The application to remove anonymity had been made by a number of media organisations and NGOs including Index on Censorship and Associated Press (which has reported on it this afternoon)
However, the Court made interim anonymity orders in respect of the other three appellants, known as A, K and M. It appears that a final decision on their cases will be made on Thursday 8 October 2009.
The Press Gazette, carries a report of the case from the Press Association’s media law service “Media Lawyer”. Geoffrey Robertson QC, representing the media organisations, is said to have complained to the Court that “your first term docket reads like alphabet soup” because of the number of appellants who were referred to only by letters of the alphabet because lower courts had granted them “pseudonym orders”. Two of the four cases being referred to are, however, cases involving children and one concerns a case involving a former member of the security service which the Government argues should be heard by the Investigatory Powers Tribunal.

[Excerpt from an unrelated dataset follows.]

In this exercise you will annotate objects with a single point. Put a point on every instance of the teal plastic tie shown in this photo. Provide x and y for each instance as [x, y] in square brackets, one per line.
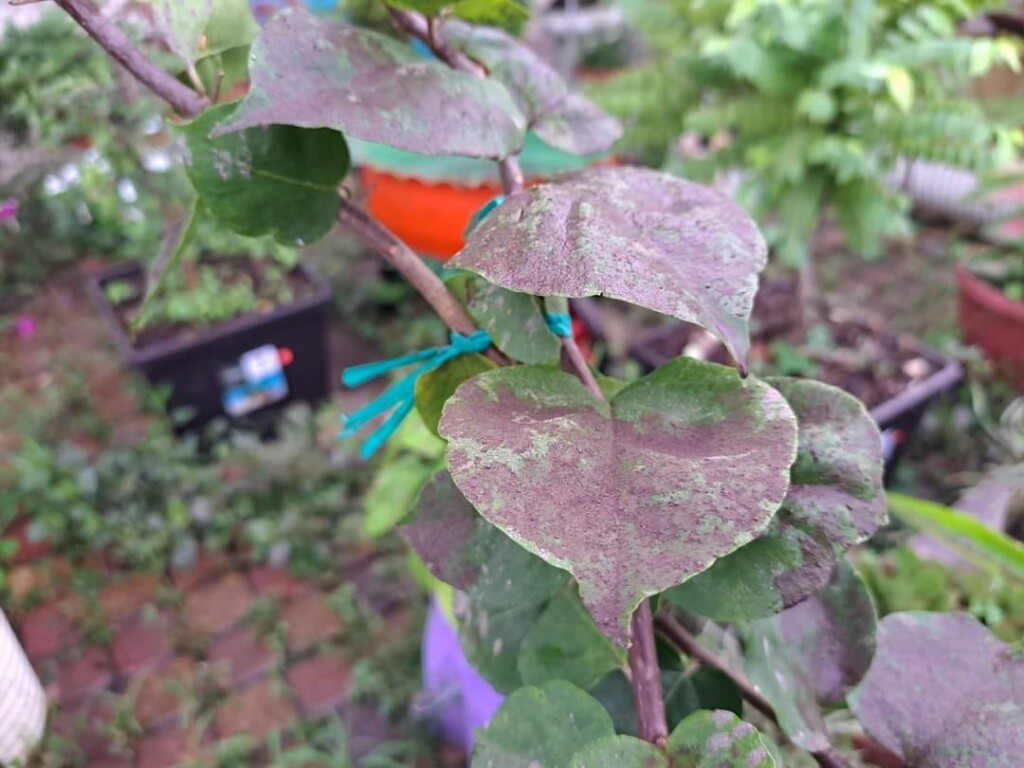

The Court’s ruling was given after a short hearing and no reasons have been reported. It appears, however, that allegations against Mr Al-Ghabra have been widely reported in the media, as has his identification by the United Nations as an “Al Qaeda sympathiser”, see for example, articles in the Sun and the Telegraph. It may be, therefore, that the basis of the ruling is what was recently described as the “Canute Principle” (see Re Stedman [2009] EWHC 935 (Fam), para 74ff) – that the dam had burst and in practical terms there was nothing for the law to protect.